SEC Chairman Mary Schapiro said her agency has yet to pinpoint the
reason for the sell-off that sent the Dow Jones industrial average down
nearly 1,000 points in less than half an hour, stunning Wall Street and
Washington.
“We will move as quickly as we can but I can’t give you a final date,”
Schapiro said at a hearing examining the historic market drop.
“We are unable to point to a single event which could be the sole cause” at this point in the SEC’s investigation, Schapiro testified.
But some causes have been ruled out: The agency’s review found no evidence of terrorist activity or computer hacking. There also was no evidence “that this was done in any kind of a malicious way,” Schapiro told the House Financial Services subcommittee on capital markets.
She said the scenario of a “fat finger” error, involving the typing of billions of shares rather than the intended millions, can’t yet be definitely ruled out as a possible cause of the disruption but that the investigations by the SEC and the exchanges hadn’t found such an error.
Schapiro said establishing a stronger, more uniform system — across all exchanges – for slowing trading during periods of fierce price swings would help.
Six major U.S. securities exchanges on Monday agreed in principle to a uniform system of “circuit breakers,” which could slow trading during sharp market swings. Most of the 50 U.S. exchanges regulate themselves and design their own tools for slowing or halting trading.
Schapiro and her fellow SEC commissioners will review the recommendations submitted by the exchanges for a marketwide system of circuit breakers, SEC spokesman John Nester said after the hearing. He said the exchanges also have provided suggestions “for handling clearly erroneous trades in a more objective and transparent manner.”
The SEC commissioners and staff “will review the recommendations and work with the exchanges … over the next few days,” Nester said in a statement.
The May 6 market free fall highlighted the growing complexity and diversity of the securities market.
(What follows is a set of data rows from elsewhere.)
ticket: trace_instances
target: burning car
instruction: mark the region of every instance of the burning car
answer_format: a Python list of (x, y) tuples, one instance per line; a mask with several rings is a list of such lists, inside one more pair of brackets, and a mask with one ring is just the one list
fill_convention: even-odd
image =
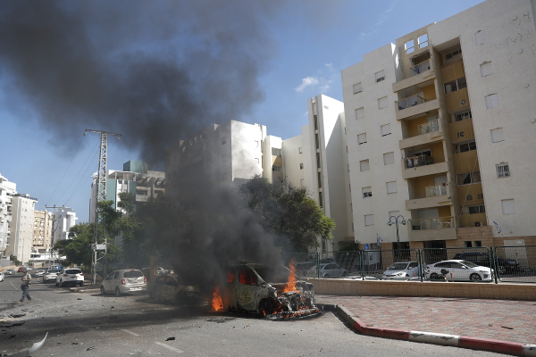
[(214, 292), (213, 309), (253, 312), (274, 318), (320, 313), (313, 284), (297, 280), (294, 264), (269, 267), (243, 263), (230, 267), (227, 282)]

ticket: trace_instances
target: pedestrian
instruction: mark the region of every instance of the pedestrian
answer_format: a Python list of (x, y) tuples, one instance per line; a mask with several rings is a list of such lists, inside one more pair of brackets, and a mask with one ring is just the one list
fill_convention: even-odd
[(29, 303), (31, 303), (31, 297), (29, 297), (29, 284), (31, 283), (31, 275), (25, 271), (24, 277), (21, 279), (22, 280), (22, 284), (21, 285), (21, 289), (22, 289), (22, 297), (21, 298), (20, 303), (24, 303), (24, 296), (28, 299)]

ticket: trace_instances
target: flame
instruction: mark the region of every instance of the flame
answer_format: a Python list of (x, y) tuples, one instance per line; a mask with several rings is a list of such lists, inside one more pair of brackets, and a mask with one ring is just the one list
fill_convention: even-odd
[(294, 267), (294, 259), (289, 263), (289, 268), (290, 268), (290, 274), (289, 274), (289, 282), (287, 283), (283, 293), (297, 291), (296, 289), (296, 267)]
[(220, 296), (220, 286), (216, 286), (213, 293), (212, 305), (214, 311), (223, 310), (223, 302), (222, 301), (222, 296)]

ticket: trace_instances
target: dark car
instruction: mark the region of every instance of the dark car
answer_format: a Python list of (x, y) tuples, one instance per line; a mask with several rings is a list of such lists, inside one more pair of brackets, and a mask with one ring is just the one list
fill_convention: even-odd
[[(473, 262), (477, 265), (488, 268), (493, 268), (492, 262), (490, 259), (490, 254), (483, 252), (463, 252), (458, 253), (454, 256), (454, 259), (461, 259)], [(497, 272), (498, 275), (506, 274), (507, 272), (512, 273), (519, 270), (519, 262), (514, 259), (496, 258)]]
Upstart electronic trading platforms now compete with the traditional exchanges and powerful computers give traders a split-second edge in buying or selling stocks.
The plunge also underscored the growing importance of trading in options, which allow investors to trade based on expectations for a particular stock, or group of stocks, to rise or fall, rather than simply trading the underlying stock.
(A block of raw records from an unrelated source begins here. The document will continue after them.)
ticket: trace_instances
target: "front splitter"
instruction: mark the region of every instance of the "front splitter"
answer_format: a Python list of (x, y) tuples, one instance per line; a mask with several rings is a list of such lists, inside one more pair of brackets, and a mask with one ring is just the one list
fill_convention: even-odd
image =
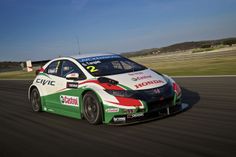
[(189, 104), (181, 103), (179, 105), (163, 108), (163, 109), (160, 109), (155, 112), (144, 113), (144, 116), (142, 116), (142, 117), (137, 117), (137, 118), (125, 117), (126, 120), (123, 122), (119, 122), (119, 123), (113, 122), (113, 123), (109, 123), (108, 125), (124, 126), (124, 125), (145, 123), (145, 122), (149, 122), (149, 121), (153, 121), (153, 120), (162, 119), (162, 118), (176, 115), (180, 112), (184, 112), (184, 111), (188, 110), (189, 108), (190, 108)]

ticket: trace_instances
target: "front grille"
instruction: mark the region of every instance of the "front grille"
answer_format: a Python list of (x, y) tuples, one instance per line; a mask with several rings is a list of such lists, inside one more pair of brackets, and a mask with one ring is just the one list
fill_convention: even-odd
[(144, 100), (146, 102), (156, 102), (161, 98), (168, 98), (173, 96), (172, 86), (170, 84), (166, 84), (162, 87), (146, 89), (146, 90), (138, 90), (131, 98)]
[(173, 97), (166, 98), (164, 100), (148, 102), (147, 103), (148, 112), (158, 111), (160, 109), (172, 106), (172, 104), (173, 104)]

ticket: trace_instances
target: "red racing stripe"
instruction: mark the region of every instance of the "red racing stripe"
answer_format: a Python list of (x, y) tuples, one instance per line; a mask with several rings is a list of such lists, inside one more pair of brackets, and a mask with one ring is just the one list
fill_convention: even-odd
[(87, 81), (81, 82), (79, 85), (86, 84), (86, 83), (95, 83), (108, 90), (124, 90), (123, 88), (117, 85), (112, 85), (109, 83), (100, 83), (98, 80), (87, 80)]
[(125, 97), (119, 97), (116, 96), (116, 99), (119, 101), (119, 103), (116, 102), (112, 102), (112, 101), (107, 101), (109, 103), (113, 103), (116, 105), (121, 105), (121, 106), (142, 106), (141, 102), (137, 99), (133, 99), (133, 98), (125, 98)]

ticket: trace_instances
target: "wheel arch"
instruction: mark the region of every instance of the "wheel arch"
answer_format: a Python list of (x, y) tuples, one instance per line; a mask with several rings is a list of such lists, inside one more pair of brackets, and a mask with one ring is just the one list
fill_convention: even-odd
[[(86, 93), (88, 93), (88, 92), (93, 92), (96, 96), (97, 96), (97, 98), (98, 98), (98, 101), (100, 102), (100, 105), (101, 105), (101, 108), (102, 108), (102, 121), (104, 121), (104, 117), (105, 117), (105, 111), (104, 111), (104, 107), (103, 107), (103, 101), (102, 101), (102, 98), (101, 98), (101, 96), (98, 94), (98, 92), (96, 92), (94, 89), (92, 89), (92, 88), (87, 88), (87, 89), (85, 89), (82, 93), (81, 93), (81, 115), (83, 115), (83, 107), (82, 107), (82, 105), (83, 105), (83, 98), (84, 98), (84, 95), (86, 94)], [(83, 117), (83, 116), (82, 116)]]
[(39, 87), (37, 87), (35, 84), (32, 84), (30, 87), (29, 87), (29, 90), (28, 90), (28, 99), (30, 100), (30, 94), (32, 92), (32, 90), (36, 88), (38, 91), (39, 91), (39, 94), (40, 96), (42, 95), (42, 91)]

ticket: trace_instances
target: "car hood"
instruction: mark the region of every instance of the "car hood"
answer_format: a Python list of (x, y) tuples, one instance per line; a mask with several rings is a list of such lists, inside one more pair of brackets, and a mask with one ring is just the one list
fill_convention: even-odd
[(123, 88), (132, 90), (151, 89), (167, 84), (162, 75), (150, 69), (111, 75), (107, 76), (107, 78), (118, 81)]

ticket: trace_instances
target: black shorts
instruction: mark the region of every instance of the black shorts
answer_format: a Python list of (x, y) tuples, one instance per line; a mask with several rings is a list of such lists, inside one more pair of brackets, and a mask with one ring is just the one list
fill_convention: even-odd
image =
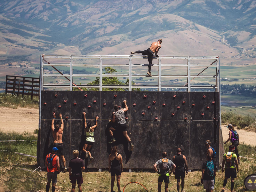
[(57, 155), (63, 155), (63, 143), (53, 143), (53, 148), (57, 147), (58, 150), (57, 151)]
[(87, 145), (92, 145), (92, 146), (94, 142), (92, 142), (92, 141), (87, 141), (85, 140), (85, 144), (87, 144)]
[(152, 62), (154, 54), (153, 52), (149, 48), (142, 51), (142, 54), (143, 55), (148, 55), (148, 61), (149, 62)]
[(185, 169), (183, 170), (175, 170), (175, 179), (180, 179), (180, 178), (183, 179), (185, 177), (186, 172)]
[(169, 183), (170, 182), (169, 176), (165, 175), (159, 175), (158, 177), (158, 182), (162, 182), (164, 181), (165, 183)]
[(116, 131), (127, 131), (127, 126), (126, 123), (123, 124), (116, 124), (113, 126), (113, 128)]
[(118, 166), (116, 167), (111, 168), (110, 172), (111, 176), (118, 176), (121, 175), (121, 167)]
[(225, 168), (225, 177), (228, 178), (236, 178), (236, 168)]

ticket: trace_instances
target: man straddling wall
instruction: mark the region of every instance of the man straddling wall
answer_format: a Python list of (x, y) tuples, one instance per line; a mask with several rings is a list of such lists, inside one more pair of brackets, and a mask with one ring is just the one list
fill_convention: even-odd
[(62, 136), (63, 135), (63, 130), (64, 129), (64, 122), (62, 118), (62, 115), (61, 113), (59, 115), (59, 116), (60, 117), (60, 120), (61, 124), (60, 127), (60, 125), (56, 124), (54, 126), (54, 121), (56, 116), (55, 114), (53, 114), (53, 118), (52, 121), (52, 136), (53, 136), (53, 147), (57, 148), (58, 149), (58, 155), (60, 156), (61, 161), (63, 163), (64, 166), (62, 172), (65, 172), (67, 170), (66, 168), (66, 160), (64, 156), (63, 155), (63, 142), (62, 141)]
“The interconnections among markets … have grown immensely more complex over the past few years,” Schapiro told the subcommittee. “Orders in one stock directed to one market can now ricochet to other markets, and trigger (mathematical) executions in other stocks and derivatives in milliseconds.”
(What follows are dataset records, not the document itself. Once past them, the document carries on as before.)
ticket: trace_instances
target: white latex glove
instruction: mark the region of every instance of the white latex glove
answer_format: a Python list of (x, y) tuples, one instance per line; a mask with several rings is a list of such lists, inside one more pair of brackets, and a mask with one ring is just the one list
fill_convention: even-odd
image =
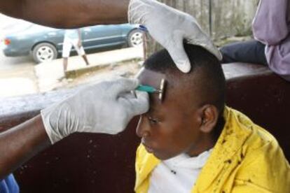
[(219, 60), (222, 56), (209, 37), (201, 29), (191, 15), (155, 0), (131, 0), (128, 20), (145, 26), (151, 36), (168, 50), (177, 68), (182, 72), (191, 70), (189, 59), (184, 51), (187, 43), (202, 46)]
[(115, 134), (135, 115), (149, 110), (148, 94), (130, 91), (137, 79), (118, 78), (88, 86), (74, 96), (41, 110), (46, 132), (53, 144), (74, 132)]

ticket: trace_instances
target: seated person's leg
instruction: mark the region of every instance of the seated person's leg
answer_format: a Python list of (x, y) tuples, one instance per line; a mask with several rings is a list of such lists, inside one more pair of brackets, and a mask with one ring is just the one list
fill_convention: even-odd
[(257, 41), (233, 43), (221, 48), (222, 63), (246, 62), (267, 65), (265, 45)]

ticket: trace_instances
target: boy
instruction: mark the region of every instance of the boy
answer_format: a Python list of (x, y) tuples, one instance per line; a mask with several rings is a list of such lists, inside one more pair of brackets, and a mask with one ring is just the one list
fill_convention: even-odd
[(137, 128), (137, 192), (290, 192), (290, 169), (277, 141), (225, 106), (216, 58), (185, 45), (192, 69), (179, 72), (166, 50), (145, 62), (142, 85), (158, 87)]

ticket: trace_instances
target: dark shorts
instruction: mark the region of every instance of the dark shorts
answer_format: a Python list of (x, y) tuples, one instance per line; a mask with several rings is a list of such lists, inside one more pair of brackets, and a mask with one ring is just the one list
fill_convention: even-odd
[(226, 45), (221, 48), (222, 63), (246, 62), (267, 65), (265, 45), (257, 41), (248, 41)]

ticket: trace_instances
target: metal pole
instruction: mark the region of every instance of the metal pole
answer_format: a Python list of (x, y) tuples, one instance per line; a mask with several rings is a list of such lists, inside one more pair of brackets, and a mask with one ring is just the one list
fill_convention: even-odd
[(212, 35), (212, 0), (209, 0), (209, 36)]

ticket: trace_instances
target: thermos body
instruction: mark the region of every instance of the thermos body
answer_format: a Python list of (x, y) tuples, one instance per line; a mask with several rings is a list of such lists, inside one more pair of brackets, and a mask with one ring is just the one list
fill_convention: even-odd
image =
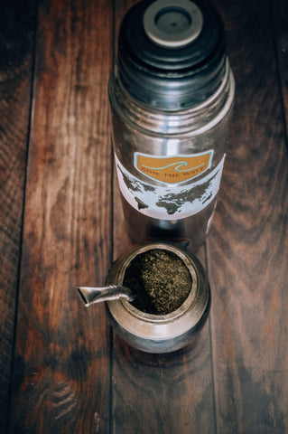
[(190, 0), (125, 15), (109, 80), (112, 139), (128, 233), (204, 242), (226, 156), (235, 82), (221, 21)]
Schapiro and Gary Gensler, chairman of the Commodity Futures Trading Commission, pointed to a rapid drop in prices during last Thursday’s tumult for the “E-Mini June,” a popular security that tracks the expected value of the Standard & Poor’s 500 Index for June 2010. That was believed to lead to steep price declines for related stocks, such as that of Procter & Gamble Co.
Gensler testified that one trader took a large short position in the E-Mini, selling “on the way down and (continuing) to do so even as the price level recovered.” That could indicate that the trader, who wasn’t named, was betting on a price decline.
Senior officials of the New York Stock Exchange, the Nasdaq stock market and the Chicago Mercantile Exchange, testifying at the hearing, said they were working out a formal blueprint.
Lawmakers and Schapiro acknowledged that last Thursday’s plunge has undermined confidence in the financial markets.
“We must quickly analyze what happened and embrace reforms in order to restore market integrity and promote investor confidence,” said Rep. Paul Kanjorski, D-Pa., the panel’s chairman. He noted that the drop wiped out more than $1 trillion in the market value of stocks before the market indexes recovered. As a result, “some investors lost mightily,” Kanjorski said, including some retail investors whose trades cleared at the wrong moment during the cascade.
The officials of the exchanges told the lawmakers they are capable of policing themselves. But they agreed that broad changes to the system of overseeing the financial exchanges are needed.
Larry Leibowitz, chief operating officer for the NYSE, said a more uniform system of circuit breakers would slow trading when share prices plummet. And he suggested that one self-regulator with access to all trading data might best oversee all the exchanges. The vast network of self-regulators has made it harder for SEC officials to investigate the chaotic trading, Leibowitz said.
“Any single exchange has access to only the data from trades sent to or executed on that exchange,” Leibowitz said. “When a trading problem occurs . . . there is no central mechanism to coordinate a market-wide response.”
During the plunge, the NYSE slowed trading but other exchanges traded elsewhere, said Eric Noll, executive vice president of Nasdaq’s parent company. Those events contributed to the rapid sell-off, he testified. Another trigger was “aggressive, nervous selling” by investors who believed stock prices would continue to fall, Noll said.
The investigation is ongoing and the NYSE continues to deliver trading data to the regulators, but “chances are there isn’t going to be a smoking gun,” Leibowitz told reporters after the hearing.